All abled-bodied men were called to join the battle. The
streets of the castle city were filled with men wearing armor and carrying
weapons. Women stood among them, carrying small children, and wearing faces of
sadness and fear.
As you would expect,
the West King quickly discovered these war preparations. He, too, ordered his
men to war.
"The baby does not yet smile," Seezle told his
King, "but I believe her magic will protect us."

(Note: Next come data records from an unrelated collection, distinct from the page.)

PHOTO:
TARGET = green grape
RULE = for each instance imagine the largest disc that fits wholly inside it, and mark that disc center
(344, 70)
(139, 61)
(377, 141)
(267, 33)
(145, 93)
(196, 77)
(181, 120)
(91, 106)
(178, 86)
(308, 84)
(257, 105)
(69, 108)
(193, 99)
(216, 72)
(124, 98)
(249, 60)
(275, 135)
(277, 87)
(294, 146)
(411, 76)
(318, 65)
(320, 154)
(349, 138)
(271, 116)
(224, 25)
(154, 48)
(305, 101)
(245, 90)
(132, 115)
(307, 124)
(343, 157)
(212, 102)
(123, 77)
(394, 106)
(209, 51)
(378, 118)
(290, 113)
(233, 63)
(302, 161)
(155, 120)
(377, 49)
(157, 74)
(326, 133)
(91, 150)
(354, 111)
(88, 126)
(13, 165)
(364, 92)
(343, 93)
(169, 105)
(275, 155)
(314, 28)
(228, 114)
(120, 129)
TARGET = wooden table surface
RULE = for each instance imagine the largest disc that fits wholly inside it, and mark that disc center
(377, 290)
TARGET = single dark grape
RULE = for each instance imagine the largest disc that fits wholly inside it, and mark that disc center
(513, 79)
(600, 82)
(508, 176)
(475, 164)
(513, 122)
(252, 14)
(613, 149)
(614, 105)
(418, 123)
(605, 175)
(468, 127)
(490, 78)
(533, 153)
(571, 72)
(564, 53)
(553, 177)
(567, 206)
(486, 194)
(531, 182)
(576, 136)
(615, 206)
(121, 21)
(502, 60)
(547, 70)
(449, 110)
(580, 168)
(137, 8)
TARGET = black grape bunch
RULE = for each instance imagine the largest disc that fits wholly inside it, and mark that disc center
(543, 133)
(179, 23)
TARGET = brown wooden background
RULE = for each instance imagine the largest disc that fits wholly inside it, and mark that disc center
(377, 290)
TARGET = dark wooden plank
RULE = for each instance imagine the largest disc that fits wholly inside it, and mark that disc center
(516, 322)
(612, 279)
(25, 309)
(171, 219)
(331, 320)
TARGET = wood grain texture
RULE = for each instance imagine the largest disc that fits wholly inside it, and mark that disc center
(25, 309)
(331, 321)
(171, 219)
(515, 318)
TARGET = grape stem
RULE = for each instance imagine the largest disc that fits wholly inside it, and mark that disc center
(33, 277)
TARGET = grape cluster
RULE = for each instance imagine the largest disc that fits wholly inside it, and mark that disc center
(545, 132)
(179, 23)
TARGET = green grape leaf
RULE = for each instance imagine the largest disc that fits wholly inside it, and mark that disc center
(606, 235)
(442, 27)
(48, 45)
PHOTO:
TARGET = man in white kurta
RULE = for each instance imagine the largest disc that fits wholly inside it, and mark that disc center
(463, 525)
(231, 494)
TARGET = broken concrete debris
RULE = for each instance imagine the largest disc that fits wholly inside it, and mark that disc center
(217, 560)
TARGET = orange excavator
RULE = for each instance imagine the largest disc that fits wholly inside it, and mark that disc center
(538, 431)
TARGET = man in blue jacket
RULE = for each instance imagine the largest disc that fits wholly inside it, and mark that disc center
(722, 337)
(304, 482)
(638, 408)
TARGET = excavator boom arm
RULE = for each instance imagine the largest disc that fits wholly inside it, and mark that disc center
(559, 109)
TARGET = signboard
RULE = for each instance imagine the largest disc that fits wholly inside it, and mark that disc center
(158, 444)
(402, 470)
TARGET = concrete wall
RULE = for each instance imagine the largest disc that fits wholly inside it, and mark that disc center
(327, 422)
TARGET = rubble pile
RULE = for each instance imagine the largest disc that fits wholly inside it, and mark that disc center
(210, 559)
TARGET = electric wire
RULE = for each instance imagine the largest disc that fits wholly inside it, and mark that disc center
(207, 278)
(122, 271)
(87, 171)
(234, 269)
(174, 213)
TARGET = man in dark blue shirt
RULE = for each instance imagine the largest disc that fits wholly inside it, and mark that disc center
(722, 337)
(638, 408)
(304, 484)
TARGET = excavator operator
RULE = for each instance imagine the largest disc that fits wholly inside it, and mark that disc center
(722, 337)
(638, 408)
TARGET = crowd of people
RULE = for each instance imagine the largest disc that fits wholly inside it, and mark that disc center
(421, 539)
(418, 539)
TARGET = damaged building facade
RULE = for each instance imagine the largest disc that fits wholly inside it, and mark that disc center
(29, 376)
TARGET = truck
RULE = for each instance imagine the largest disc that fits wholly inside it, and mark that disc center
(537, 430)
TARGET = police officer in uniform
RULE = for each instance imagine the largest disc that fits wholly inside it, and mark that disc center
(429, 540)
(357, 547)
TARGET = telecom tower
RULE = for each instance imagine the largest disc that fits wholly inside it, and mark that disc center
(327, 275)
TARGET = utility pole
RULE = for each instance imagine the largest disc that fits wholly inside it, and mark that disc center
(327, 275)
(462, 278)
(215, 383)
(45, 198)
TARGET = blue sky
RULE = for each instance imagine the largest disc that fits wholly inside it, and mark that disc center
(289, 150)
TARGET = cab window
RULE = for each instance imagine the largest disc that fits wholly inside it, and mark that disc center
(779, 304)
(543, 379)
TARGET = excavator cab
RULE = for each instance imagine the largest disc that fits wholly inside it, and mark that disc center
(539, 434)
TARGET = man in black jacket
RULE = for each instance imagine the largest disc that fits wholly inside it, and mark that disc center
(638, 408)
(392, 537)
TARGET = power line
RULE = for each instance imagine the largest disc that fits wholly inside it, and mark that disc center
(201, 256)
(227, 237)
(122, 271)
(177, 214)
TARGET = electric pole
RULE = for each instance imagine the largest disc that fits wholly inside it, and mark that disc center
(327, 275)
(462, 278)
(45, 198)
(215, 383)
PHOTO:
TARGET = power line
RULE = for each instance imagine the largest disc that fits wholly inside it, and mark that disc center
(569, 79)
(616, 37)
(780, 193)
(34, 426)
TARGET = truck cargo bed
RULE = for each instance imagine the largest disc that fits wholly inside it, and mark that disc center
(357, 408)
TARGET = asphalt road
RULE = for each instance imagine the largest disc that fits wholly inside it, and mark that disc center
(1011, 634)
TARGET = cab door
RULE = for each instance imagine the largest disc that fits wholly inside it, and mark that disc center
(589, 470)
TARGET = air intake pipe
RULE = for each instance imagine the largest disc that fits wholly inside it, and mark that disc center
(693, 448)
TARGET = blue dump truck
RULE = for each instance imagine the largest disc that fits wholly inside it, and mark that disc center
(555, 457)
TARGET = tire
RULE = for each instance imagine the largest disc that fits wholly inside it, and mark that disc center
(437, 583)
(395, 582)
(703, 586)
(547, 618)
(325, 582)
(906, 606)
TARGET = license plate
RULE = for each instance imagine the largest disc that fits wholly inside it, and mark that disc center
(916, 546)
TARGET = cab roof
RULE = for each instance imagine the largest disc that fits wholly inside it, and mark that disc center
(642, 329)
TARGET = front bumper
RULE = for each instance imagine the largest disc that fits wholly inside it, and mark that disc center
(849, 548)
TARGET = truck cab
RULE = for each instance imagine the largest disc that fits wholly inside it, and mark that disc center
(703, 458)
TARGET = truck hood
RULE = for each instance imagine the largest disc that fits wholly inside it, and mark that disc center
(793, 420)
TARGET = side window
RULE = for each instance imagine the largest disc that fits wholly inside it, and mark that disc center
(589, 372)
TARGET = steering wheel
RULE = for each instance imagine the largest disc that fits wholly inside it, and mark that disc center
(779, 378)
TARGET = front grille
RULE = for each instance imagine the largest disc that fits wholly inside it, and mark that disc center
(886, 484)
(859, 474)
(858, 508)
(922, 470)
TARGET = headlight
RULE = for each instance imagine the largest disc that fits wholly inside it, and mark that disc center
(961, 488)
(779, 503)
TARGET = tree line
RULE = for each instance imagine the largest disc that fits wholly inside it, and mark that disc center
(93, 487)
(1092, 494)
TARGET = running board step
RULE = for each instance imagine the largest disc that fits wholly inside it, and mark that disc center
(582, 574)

"Good," replied the West King. "We shall
carry her with us into battle."
At dawn the next day, the two armies set out toward the Cold
Forest. They marched in grave silence, despite the rallying cries of their
Kings.
Shadows were long when the armies reached Middlewood, a vast
meadow on the border of the East and West Kingdoms. A storm cloud was spreading
into the corners of the sky, and when it reached the sun, all the shadows faded
into one.
The two Kings led their their horses to the center of the
meadow to parley.
"That child belongs in the East," said the East
King, pointing his sword at the baby.
"She has brought you your riches," answered his
brother. "Now, by the spears and arrows of the West, she shall be
mine!"
The Kings and their escorts began to shout at each other,
then they raised their weapons. The armies roared and charged across the
meadow, meeting like two waves at the middle.
At that moment, a blinding flash and deafening crash filled
the air. A tree at the edge of the meadow exploded into flames.
Every man froze.
Thunder echoed, rumbling slowly across the forest. When its
voice was lost to absolute silence, a new sound began.
The baby began to cry.
It was not a loud nor a harsh cry, but it was of such deep
sadness that it pierced the heart of every man on the battlefield.
The soldiers began to weep. They wept for the frightened
baby who wanted her mother. They wept for the men who would die in this battle,
and for their widowed wives and orphaned children. They wept for the years and
years of living in sadness, anger, and fear. Even the Kings cried, each falling
into the comfort of the other’s arms.
Through miles of forest, the baby's mother heard a sound
both sad and sweet. Through the woods and the sobbing of ten thousand men, she
heard but one sound. And in a time that is best measured by heartbeats, she was
beyond the trees and the soldiers, at the baby's side, sweeping her daughter
into a loving embrace.
The crying stopped.
The baby smiled.
And a wonderful thing happened. The Kings smiled. Their
escorts and bodyguards smiled. Even Seezle smiled! Like the ripple from a tiny
stone dropped into the center of a pond, smiles spread out among the soldiers,
until everyone forgot why they had come to battle.
In the days that followed, the brother Kings declared an end
to their rivalry, and agreed to rule the land as one. A magnificent celebration
was held in Middlewoold, the new home of the baby and her family.
Now everyone, East and West, north and south, lives in
happiness. And no one ever forgets to smile.